何人かの騎士と剣を交えていくハルトヴィヒ。エルメンヒルデはそれを見て、「素晴らしいですわぁ!」などと感嘆している。
「やはり第二王子殿下の腕は素晴らしいですな。一個隊長以上だ。」
「あれも努力の賜物だな。」
「ええ。……それに比べて…」
「もしや、またジークムントが迷惑をかけたか?」
「ああ、いえ……迷惑、といいますか……」
言い淀む騎士団長に、先を促すよう視線を送る王。
「先日また、剣を振るいにいらして……。あの方のやり方はめちゃくちゃで、誰も相手をしたがらない。怪我をするのがおちですからな。第一隊長がお相手したのですが、危うく、というところでご機嫌を損ねたのか、剣を投げつけてお帰りに。」
「それは……すまなかったな。」
王は、息子の非礼を詫びた。気に食わないと、自分の思い通りにならないとそのような態度を取る第一王子。よほど母である王妃に甘やかされて育ったのだろう。
だからか、王宮に出入りするものは第一王子には近づきたがらないのだ。難癖つけて絡まれても相手が王子とあっては迂闊に反論できないし、態度が不敬だなんだと処分されてしまう。とんだ我儘王子だ。
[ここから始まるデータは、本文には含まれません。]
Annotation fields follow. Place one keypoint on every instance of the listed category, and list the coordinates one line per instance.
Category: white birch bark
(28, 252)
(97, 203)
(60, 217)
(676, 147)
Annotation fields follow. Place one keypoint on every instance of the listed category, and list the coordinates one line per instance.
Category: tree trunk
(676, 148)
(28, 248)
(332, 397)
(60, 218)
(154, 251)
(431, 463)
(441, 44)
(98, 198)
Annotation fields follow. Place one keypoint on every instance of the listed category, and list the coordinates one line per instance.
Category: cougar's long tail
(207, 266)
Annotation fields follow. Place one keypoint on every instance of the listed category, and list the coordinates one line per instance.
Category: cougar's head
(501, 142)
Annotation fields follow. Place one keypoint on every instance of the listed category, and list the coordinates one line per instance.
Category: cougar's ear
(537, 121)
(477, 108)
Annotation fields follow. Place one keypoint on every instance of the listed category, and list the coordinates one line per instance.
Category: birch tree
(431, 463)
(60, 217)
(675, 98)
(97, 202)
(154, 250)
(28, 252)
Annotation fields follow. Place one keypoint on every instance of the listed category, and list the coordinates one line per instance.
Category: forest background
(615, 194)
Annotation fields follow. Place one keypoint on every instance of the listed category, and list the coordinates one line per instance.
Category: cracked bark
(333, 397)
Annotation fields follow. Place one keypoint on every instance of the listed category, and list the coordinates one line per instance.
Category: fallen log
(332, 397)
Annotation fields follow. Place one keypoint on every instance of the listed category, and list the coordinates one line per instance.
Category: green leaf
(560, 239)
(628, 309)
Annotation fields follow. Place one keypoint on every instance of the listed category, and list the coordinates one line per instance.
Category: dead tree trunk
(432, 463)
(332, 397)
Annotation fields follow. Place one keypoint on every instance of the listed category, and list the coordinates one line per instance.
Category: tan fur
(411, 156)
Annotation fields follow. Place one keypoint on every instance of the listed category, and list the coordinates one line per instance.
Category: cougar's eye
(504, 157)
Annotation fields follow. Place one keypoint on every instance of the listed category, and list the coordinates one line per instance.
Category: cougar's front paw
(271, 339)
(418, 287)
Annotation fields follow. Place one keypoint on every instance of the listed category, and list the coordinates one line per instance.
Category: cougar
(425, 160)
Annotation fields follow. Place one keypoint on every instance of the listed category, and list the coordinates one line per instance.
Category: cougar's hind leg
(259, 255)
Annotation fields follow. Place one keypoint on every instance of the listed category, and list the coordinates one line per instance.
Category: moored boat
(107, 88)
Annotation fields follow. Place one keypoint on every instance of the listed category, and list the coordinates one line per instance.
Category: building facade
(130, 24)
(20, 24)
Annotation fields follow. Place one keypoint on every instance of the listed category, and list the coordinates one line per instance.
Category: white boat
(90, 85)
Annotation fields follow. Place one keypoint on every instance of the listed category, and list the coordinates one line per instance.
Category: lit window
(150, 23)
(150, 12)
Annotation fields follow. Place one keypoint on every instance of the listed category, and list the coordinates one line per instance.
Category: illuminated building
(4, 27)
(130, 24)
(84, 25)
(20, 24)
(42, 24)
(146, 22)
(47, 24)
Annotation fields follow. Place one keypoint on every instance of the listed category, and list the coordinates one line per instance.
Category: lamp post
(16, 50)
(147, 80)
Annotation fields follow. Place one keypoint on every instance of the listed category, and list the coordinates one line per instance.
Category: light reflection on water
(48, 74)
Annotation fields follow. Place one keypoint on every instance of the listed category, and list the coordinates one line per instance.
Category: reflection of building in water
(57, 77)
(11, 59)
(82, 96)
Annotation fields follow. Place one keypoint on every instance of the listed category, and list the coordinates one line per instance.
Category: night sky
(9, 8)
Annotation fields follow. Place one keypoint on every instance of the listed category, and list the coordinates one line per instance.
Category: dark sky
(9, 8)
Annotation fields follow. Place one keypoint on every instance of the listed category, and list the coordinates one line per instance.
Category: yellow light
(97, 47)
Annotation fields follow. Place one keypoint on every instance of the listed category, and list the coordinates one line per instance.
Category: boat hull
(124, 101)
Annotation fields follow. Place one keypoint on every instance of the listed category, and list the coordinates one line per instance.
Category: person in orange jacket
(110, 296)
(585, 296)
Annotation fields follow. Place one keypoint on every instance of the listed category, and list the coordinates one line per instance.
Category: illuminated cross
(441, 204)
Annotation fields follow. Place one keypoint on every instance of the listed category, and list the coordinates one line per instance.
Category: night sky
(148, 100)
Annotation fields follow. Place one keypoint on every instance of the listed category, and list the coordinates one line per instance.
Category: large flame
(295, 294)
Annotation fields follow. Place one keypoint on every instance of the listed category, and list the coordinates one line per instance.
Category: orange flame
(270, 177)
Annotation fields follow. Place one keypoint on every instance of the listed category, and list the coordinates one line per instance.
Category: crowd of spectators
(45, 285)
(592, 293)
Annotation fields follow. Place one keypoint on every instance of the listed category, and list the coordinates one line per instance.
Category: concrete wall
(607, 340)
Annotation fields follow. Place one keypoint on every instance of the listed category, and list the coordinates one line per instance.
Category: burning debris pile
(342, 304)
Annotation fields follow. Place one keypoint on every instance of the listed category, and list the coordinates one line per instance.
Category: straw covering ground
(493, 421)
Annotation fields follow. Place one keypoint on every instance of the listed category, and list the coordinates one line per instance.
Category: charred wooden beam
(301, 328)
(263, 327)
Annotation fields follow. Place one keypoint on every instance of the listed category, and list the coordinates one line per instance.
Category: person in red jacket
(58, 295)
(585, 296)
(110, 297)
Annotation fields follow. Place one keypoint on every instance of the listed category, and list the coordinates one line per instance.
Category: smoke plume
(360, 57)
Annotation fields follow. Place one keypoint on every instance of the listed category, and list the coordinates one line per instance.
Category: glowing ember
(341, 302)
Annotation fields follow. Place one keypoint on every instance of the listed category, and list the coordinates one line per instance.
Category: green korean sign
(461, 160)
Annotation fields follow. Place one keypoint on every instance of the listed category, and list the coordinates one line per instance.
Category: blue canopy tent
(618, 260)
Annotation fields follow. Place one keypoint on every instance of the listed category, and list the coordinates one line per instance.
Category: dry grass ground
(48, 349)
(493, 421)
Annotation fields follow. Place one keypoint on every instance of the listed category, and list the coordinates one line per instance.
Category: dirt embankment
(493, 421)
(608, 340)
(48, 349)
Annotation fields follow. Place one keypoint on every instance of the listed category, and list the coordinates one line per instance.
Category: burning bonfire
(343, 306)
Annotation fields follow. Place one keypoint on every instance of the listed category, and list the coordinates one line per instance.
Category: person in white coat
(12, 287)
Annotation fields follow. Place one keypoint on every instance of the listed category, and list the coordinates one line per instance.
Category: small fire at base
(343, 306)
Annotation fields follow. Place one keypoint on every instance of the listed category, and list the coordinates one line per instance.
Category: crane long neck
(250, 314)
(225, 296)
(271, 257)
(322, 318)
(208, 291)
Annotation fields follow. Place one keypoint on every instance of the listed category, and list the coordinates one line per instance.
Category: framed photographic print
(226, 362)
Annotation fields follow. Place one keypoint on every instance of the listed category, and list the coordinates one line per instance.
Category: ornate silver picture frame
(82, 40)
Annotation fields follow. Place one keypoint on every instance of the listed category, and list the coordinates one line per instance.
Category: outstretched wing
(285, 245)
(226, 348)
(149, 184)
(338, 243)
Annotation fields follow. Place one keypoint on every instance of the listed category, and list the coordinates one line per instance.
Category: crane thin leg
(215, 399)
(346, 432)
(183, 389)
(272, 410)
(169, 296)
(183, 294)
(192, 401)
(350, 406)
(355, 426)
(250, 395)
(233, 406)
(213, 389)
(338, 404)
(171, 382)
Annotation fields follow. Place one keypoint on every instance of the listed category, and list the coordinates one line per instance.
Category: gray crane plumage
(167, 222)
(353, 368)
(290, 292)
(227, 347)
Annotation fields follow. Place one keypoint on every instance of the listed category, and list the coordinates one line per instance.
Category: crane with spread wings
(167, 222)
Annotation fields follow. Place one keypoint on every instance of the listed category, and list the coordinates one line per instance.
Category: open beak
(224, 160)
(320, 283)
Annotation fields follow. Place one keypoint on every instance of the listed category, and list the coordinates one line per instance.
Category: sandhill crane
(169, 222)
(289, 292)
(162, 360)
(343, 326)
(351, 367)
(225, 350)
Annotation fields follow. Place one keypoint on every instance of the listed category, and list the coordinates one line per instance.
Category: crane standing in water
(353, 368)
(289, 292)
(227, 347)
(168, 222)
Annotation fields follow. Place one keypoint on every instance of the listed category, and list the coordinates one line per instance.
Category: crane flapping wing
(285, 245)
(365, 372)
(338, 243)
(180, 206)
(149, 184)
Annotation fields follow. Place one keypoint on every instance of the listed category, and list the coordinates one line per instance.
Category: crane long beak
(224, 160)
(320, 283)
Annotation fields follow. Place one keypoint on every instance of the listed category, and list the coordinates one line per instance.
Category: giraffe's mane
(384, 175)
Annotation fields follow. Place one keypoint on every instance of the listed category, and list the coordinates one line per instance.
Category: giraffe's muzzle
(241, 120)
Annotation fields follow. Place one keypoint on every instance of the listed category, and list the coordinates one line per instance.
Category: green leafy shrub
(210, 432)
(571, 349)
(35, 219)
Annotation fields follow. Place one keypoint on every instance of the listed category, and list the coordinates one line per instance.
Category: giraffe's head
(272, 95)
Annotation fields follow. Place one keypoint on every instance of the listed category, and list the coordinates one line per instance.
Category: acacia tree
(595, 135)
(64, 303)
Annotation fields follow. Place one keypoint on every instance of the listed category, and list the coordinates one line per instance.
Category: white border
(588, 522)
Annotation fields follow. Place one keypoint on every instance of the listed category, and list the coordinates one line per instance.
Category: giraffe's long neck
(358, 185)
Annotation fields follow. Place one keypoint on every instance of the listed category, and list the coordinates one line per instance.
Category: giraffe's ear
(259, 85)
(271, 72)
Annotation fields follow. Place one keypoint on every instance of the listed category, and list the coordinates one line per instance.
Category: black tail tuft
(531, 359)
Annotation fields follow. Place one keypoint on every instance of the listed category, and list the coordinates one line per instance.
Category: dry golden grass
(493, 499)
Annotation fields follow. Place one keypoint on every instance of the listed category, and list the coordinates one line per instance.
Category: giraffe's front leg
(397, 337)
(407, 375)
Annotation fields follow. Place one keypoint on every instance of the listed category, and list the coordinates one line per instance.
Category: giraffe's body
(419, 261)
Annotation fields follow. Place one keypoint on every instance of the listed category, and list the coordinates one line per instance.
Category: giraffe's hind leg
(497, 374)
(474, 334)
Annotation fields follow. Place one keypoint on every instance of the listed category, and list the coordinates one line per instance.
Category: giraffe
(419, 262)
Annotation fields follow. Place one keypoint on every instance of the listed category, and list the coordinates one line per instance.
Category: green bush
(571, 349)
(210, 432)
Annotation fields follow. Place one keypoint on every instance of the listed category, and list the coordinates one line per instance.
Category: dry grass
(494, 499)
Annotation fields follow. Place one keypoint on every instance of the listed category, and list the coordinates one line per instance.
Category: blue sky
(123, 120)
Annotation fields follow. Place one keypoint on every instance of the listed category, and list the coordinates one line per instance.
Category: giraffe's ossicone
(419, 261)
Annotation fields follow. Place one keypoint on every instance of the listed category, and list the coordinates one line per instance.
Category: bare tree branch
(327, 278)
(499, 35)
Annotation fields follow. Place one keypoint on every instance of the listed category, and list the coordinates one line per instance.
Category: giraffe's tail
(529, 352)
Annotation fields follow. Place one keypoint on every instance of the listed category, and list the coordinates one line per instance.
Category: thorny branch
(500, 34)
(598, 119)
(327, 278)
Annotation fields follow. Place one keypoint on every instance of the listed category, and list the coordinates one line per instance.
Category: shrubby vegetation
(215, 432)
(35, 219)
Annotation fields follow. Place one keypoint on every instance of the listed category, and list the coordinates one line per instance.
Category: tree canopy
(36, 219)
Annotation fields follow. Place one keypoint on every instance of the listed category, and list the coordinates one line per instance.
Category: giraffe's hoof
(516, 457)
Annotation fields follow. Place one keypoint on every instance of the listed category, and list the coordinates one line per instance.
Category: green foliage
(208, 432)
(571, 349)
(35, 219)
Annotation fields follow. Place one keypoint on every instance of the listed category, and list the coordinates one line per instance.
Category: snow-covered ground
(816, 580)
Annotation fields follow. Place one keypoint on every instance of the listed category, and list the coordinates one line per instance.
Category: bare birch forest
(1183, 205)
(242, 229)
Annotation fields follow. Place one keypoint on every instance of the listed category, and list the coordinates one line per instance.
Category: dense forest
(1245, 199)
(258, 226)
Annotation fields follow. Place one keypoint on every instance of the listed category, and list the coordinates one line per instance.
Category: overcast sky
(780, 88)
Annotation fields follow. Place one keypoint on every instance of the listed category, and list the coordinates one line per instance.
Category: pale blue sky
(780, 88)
「すてきですわ! 今の、今のもう一度見せてくださいませ!」
だいぶ興奮しているエルメンヒルデ。淑女の振る舞いは何処かへ行ってしまったようだ。ハルトヴィヒの剣捌きにきゃあきゃあ言っている。
「ははっ、お2人は仲がよろしいですな。」
「そう、だな。」
この国の未来は、こういうものたちに託したい。
国を発展させることができ、民にも優しい王妃と、皆の意見に耳を傾けて努力を惜しまない王。
ハルトヴィヒとエルメンヒルデならば、国のトップにふさわしい。
そう、強く思う王だった。
しかし、そうしたいがひとりで押し進められるものではない。当然王妃から待ったがかかるだろうし、第一王子派の面々も捨て置けるものではない。どうしたって、角が立たないようにというわけにはいかないのだ。
まだまだ譲位までにはやることが山積みだな、と王はため息をついた。